Mas gostaria de me deter, à luz da Palavra de Deus que ouvimos, numa última característica do Coração de Cristo: a humildade (cf. Mt 11,29). O Coração de Jesus é humilde, e por isso não sentem as suas pulsações os “doutos”, os “sábios”, isto é, aqueles que têm a presunção de bastar-se a si mesmos, de saber tudo, de não precisar nem de Deus nem dos outros. A estes, de facto, atordoados pelos estrondos de um “eu” ampuloso, omnipresente e agitado, falta o silêncio necessário para ouvir em si e nos irmãos o palpitar escondido do amor.

«Não poucas vezes, a riqueza torna-nos cegos, até ao ponto de pensarmos que a nossa felicidade só pode realizar-se se conseguirmos prescindir dos outros» (Dilexi te, 108). Jesus, pelo contrário, ensina-nos o oposto: para saborear a verdadeira alegria da vida, que reside no amor, é necessário descer dos pedestais da arrogância que divide, para nos encontrarmos na humildade que nos irmana.

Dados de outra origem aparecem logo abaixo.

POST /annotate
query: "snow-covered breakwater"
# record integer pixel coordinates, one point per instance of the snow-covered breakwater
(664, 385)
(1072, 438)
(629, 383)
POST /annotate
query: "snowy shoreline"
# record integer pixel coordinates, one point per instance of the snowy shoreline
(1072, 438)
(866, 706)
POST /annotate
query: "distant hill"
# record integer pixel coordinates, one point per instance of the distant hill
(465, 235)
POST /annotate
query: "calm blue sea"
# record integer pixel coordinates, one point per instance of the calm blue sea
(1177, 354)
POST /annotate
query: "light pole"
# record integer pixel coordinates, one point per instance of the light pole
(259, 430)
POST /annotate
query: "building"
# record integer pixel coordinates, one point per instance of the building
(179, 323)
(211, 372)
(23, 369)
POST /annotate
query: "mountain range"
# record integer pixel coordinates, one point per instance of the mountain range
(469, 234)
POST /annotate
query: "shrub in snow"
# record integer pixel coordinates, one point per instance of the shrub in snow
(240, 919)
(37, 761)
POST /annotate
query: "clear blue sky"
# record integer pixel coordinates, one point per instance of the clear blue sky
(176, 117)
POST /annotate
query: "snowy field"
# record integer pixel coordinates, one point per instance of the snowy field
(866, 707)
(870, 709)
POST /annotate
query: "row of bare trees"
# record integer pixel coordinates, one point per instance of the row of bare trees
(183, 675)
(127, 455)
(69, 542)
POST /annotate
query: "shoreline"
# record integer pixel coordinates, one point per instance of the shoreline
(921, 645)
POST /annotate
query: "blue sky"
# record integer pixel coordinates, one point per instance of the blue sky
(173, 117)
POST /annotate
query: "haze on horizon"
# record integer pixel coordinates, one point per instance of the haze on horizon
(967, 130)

Santo Agostinho dizia: «onde está a caridade está a paz, e onde está a humildade, aí está a caridade» (Sobre a Primeira Carta de São João aos Partos, Prólogo). É assim. Onde há autêntica humildade há amor, e onde há amor há paz, porque só na humildade conhecemos realmente quem somos e, por isso, podemos amar-nos, encontrar-nos, entregar-nos e perdoar-nos na verdade.

Queridos irmãos, irmãs, hoje adoramos o Sagrado Coração de Jesus, um coração que muitas vezes representamos coroado de espinhos e inflamado com uma chama, segundo as visões que teve santa Margarida Maria Alacoque. Recordemos que somos a presença viva do Senhor no mundo (cf. Lumen gentium, 8). Por isso, olhemo-nos uns para os outros, não só neste dia, mas sempre, com respeito e confiança, e renovemos, nesta consciência, o compromisso de realizar em nós, na caridade, o que falta aos sofrimentos de Cristo, pelo bem da Igreja (cf. Col 1,24). Inflamados pela caridade do seu Coração, sejamos portadores da sua misericórdia e da sua paz, para que no mundo cessem as guerras e cresça à nossa volta uma nova humanidade, reconciliada no amor.